The Queen, Robert Lacey tells us, watches television to find out about her subjects. One suspects she’s an addict like the rest of us.

Princess Margaret also watches it the whole time. A friend went to dinner when she was married to Lord Snowdon and the television stayed on the whole time before dinner, was carried into the dining-room and placed on the table on which they were eating, then carried back into the drawing-room immediately they’d finished.

Evidently the whole Royal family was livid about the spate of royal sagas, particularly
Edward and Mrs Simpson
, not because the events portrayed were so near the knuckle but because the actors playing them or their relations were, they considered, so common. The Queen Mother was evidently most upset by the girl who played her.

 

‘Oh that reminds me, Bryan. Christine’s just had her first understain.’

 

But half the fun of television is looking for the slip-ups. The supposedly upper-middle-class mother in the
House of Caradus
talking about ‘when your father was in active service’ or Christina in
Flambards
saying ‘Pardon’ and ‘Ever so’. Recently when Thames serialized one of my novels they got the classes quite cockeyed. It was supposed to be about the Scottish upper classes, but almost the first shot was of a wedding cake with a plastic bride and groom on top. The hero kept calling the heroine ‘woman’; the heroine returned from her honeymoon landing on a Western Isle wearing a hat and high heels, and everyone waved their arms frantically in the air during reels at a ball.

Rebecca
, on B.B.C. 2 recently, almost got it right. The only time they appeared to slip was when Maxim talked about ‘Cook’, and when some very unpatrician extras appeared in the ball.

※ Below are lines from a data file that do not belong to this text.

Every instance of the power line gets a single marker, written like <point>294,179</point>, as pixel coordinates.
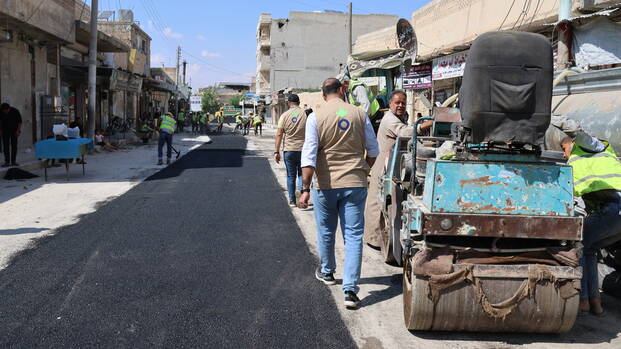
<point>535,13</point>
<point>521,14</point>
<point>160,26</point>
<point>507,15</point>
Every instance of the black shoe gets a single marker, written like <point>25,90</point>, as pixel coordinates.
<point>326,278</point>
<point>351,299</point>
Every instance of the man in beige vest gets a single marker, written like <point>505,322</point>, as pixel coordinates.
<point>394,124</point>
<point>337,136</point>
<point>291,126</point>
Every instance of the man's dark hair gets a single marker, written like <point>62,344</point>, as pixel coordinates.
<point>330,86</point>
<point>398,92</point>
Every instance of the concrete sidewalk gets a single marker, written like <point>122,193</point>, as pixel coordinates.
<point>35,208</point>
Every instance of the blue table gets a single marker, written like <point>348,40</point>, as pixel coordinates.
<point>69,149</point>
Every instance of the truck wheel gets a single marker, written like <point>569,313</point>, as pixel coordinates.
<point>386,247</point>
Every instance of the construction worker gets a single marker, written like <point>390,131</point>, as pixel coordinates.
<point>339,148</point>
<point>360,95</point>
<point>597,181</point>
<point>202,121</point>
<point>220,118</point>
<point>238,122</point>
<point>180,121</point>
<point>247,124</point>
<point>195,119</point>
<point>257,123</point>
<point>291,126</point>
<point>167,128</point>
<point>394,124</point>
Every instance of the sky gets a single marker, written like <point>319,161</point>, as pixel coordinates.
<point>218,38</point>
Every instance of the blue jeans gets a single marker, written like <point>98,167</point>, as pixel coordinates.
<point>599,228</point>
<point>347,206</point>
<point>293,163</point>
<point>164,138</point>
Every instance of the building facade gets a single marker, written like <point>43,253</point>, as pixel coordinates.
<point>299,52</point>
<point>43,63</point>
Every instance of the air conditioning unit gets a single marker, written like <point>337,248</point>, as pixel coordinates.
<point>6,35</point>
<point>126,16</point>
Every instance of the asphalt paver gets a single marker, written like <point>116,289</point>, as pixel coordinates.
<point>205,253</point>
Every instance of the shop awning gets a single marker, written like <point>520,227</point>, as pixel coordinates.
<point>359,63</point>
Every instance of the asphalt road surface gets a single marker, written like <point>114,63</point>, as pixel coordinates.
<point>205,253</point>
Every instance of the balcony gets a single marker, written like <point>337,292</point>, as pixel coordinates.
<point>264,63</point>
<point>265,42</point>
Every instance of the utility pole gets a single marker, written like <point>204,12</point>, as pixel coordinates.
<point>177,81</point>
<point>564,34</point>
<point>92,73</point>
<point>349,6</point>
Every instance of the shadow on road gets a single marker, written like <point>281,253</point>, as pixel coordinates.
<point>230,152</point>
<point>394,289</point>
<point>22,231</point>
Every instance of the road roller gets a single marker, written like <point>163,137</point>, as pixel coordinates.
<point>479,216</point>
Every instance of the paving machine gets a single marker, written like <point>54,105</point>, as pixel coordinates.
<point>481,221</point>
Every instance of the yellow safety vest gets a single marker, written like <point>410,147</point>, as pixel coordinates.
<point>372,99</point>
<point>595,171</point>
<point>168,123</point>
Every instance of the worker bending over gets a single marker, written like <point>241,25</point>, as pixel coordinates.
<point>597,181</point>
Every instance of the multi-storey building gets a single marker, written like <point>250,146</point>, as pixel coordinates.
<point>299,52</point>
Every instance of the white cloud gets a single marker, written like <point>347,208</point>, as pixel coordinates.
<point>193,68</point>
<point>206,53</point>
<point>171,34</point>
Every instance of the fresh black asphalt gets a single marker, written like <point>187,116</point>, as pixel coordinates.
<point>205,253</point>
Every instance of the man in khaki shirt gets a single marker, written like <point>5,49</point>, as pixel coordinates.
<point>291,126</point>
<point>394,124</point>
<point>337,136</point>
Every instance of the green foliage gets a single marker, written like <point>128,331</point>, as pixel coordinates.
<point>210,102</point>
<point>302,90</point>
<point>234,100</point>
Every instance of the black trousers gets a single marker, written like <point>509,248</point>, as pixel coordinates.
<point>9,145</point>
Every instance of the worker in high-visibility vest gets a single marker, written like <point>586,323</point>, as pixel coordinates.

‘It’s impossible to make extras behave with any authority,’ said one of the cast. ‘They always look as though they’d got their costumes from Moss Bros.’

The young in particular have been so brain-washed by the egalitarian revolution that, according to one casting director, it’s impossible to find an actor in his thirties who can convincingly play upper-middle to upper-class Englishmen of half a century ago. They lack the assurance, the bearing, the tone of voice. Recently a duke’s daughter auditioned for a part in Thames Television’s dramatization of a Nancy Mitford novel. Not having a clue who she was, the director passed her over. ‘What was wrong with her?’ asked the producer afterwards. ‘She was too middle-class,’ replied the director.